Иногда тревога заставала дома отца — тогда он подымался на свой пост на крышу, а Володя и мама шли в убежище и брали с собой Рики. Если слышался нарастающий вой летящей бомбы или вздрагивала от близкого взрыва земля, Рики, скребя лапами цементный пол, старался забиться подальше под нары. Тогда стоявшие и сидевшие вокруг женщины говорили:
— Собака, а тоже жить хочет.
У Рики был теперь плохой аппетит, и он не сразу заметил, что ему стали давать мало пищи. Но постепенно чувство голода обострялось все более. Рики особенно хотелось есть вечером, когда приходил Володин отец. Но теперь отец уже не доставал из угла плошку, не крошил в нее хлеб и не спрашивал у матери:
— Ну-ка, что у нас сегодня — щи или суп?
Плошка стояла забытая, чисто вылизанная и покрывалась пылью.
Отец и сам не ужинал, как раньше. Но обычно он приносил в кармане кусочек хлеба величиной со спичечный коробок. Садясь на свое место к столу, он доставал этот хлеб, тщательно завернутый в бумажку, и, развернув, собирал пальцем маленькие крошки и засовывал их себе под усы, но хлеб не ел, а всегда отдавал Володе. Рики внимательно следил за тем, как Володя брал хлеб и быстро запихивал в рот сразу весь кусочек. Некоторое время он держал так хлеб, не двигая челюстями, словно боясь, что вдруг, если он сожмет их, хлеба не окажется. Затем он закрывал глаза и принимался с наслаждением сосать вкусную хлебную кашицу. Рики подходил к мальчику и умоляюще смотрел ему в рот, чувствуя, как по языку текут слюни и падают на пол. Но Володя открывал глаза, только когда во рту у него уже ничего не было, и в доказательство показывал Рики зубы, язык и весь рот, до самого горла.

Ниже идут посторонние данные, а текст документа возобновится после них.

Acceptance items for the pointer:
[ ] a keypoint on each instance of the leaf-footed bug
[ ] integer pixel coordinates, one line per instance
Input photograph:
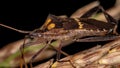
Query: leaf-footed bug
(81, 29)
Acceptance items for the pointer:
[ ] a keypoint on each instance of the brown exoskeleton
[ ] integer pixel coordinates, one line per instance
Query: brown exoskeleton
(83, 29)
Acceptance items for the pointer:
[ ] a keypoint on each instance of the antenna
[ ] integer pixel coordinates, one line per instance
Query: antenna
(20, 31)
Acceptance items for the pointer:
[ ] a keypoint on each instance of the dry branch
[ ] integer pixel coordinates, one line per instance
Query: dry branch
(10, 53)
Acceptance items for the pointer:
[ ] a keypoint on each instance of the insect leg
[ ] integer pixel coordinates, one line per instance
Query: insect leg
(22, 55)
(40, 51)
(90, 12)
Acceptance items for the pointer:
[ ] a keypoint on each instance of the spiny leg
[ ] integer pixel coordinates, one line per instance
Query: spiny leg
(22, 55)
(90, 12)
(40, 51)
(110, 20)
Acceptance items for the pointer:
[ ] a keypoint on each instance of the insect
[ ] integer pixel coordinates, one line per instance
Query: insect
(83, 29)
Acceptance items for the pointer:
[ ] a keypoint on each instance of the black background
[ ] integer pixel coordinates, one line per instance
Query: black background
(31, 15)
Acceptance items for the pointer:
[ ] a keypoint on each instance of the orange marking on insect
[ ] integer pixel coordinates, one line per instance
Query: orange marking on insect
(50, 26)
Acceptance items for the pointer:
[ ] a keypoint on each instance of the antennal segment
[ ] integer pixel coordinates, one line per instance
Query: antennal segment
(20, 31)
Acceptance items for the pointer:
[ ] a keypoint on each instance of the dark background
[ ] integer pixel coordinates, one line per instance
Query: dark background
(31, 15)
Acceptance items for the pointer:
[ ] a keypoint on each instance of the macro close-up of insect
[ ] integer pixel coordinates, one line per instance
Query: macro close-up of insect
(63, 28)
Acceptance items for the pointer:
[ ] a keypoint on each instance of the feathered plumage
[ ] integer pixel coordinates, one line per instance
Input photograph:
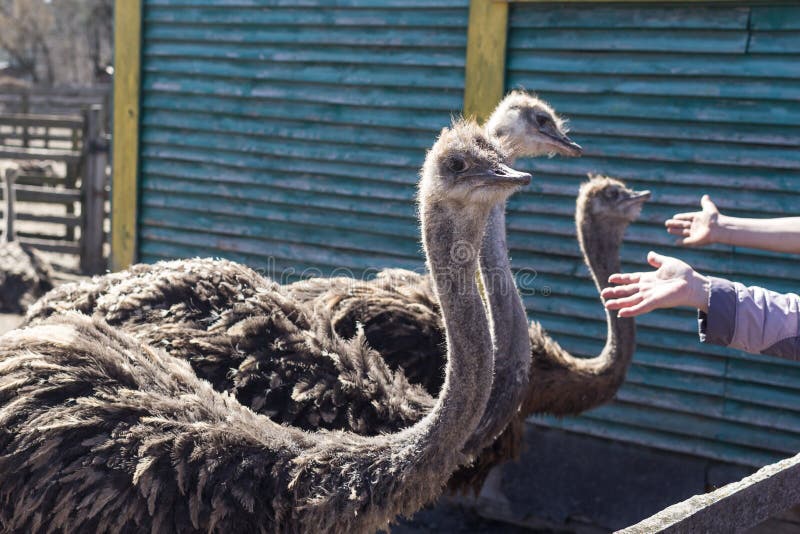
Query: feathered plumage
(102, 432)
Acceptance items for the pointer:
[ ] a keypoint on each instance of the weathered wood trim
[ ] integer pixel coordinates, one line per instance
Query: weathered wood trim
(726, 2)
(486, 57)
(127, 81)
(732, 508)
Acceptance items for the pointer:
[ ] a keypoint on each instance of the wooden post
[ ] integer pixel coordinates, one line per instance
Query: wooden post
(93, 194)
(125, 157)
(486, 57)
(24, 111)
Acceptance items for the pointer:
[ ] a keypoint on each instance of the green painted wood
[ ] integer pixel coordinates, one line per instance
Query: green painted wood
(272, 129)
(682, 101)
(288, 135)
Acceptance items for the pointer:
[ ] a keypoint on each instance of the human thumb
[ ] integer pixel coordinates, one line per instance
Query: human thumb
(655, 260)
(708, 206)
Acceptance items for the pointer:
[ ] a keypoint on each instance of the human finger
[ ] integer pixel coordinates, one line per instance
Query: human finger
(645, 306)
(679, 231)
(627, 302)
(625, 278)
(708, 205)
(655, 259)
(619, 291)
(677, 223)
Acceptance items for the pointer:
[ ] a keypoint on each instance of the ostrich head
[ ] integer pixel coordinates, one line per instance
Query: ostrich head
(608, 199)
(466, 169)
(531, 127)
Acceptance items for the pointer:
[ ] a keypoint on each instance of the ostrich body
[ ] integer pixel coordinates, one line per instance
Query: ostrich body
(244, 350)
(101, 432)
(24, 274)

Теперь Рики постоянно хотелось спать, и он целые дни дремал на узлах, которые были свалены, как ненужный хлам, в углу у маленькой железной печки: уехать из города уже давно было нельзя.
Во сне Рики чаще всего видел пищу: много жирных костей, или полную плошку хлеба со щами, или овсяную кашу. Но теперь ему давали есть только немного жидкого столярного клея, сваренного вместе с кофейной гущей.
Самыми неприятными были часы артиллерийского обстрела. Рики слышал, как далеко за домами что-то щелкало, потом раздавался короткий свист и, наконец, протяжный вой. От этого воя внутри у Рики все сжималось, и он, не помня себя от страха, старался забиться как можно дальше в щель между большим тюком и шкафом.
Если снаряд разрывался близко, то Рики слышал, как звенят стекла, падая на камни из оконных рам. Раз ночью снаряд ударил в ограду, у которой рос воробьиный куст. Весь дом дернулся, и по стене застучали каменья, выбитые из ограды. Один из камней со звоном влетел в окно и, прорвав штору, упал у Володиной кровати. Рики завизжал и бросился к двери, но она была заперта.
Володя проснулся, сел на кровати, видимо не зная, плакать или нет.
— Спи, — стараясь казаться спокойной, сказала ему мать. — Спи, маленький. — Она с тех пор, как начался обстрел, сидела в кресле у его изголовья.
— Надо бы вам пойти в убежище, — заметил с дивана отец.
— Все равно, — ответила она. — Заткни чем-нибудь окошко, дует.
Всю ночь мать так и не отходила от мальчика. Рики тоже подошел к ней и, дрожа всем телом, прижался к ее ногам. Она нашла в темноте его голову и, гладя, говорила:
— Не бойся, Рики. Вот видишь, наш Володя какой храбрый мальчик, он совсем не боится. Сейчас он закроет глаза и будет спать.
— А разве ты видишь в темноте мои глаза? — спрашивал мальчик.
— Да, маленький, вижу. Закрой их и спи.
— Знаешь, мама, ты, наверное, ошиблась, что я храбрый, я тоже боюсь, — признался Володя и, помолчав, добавил: — Хорошо бы скорее утро настало, утром всем людям хлеб дают…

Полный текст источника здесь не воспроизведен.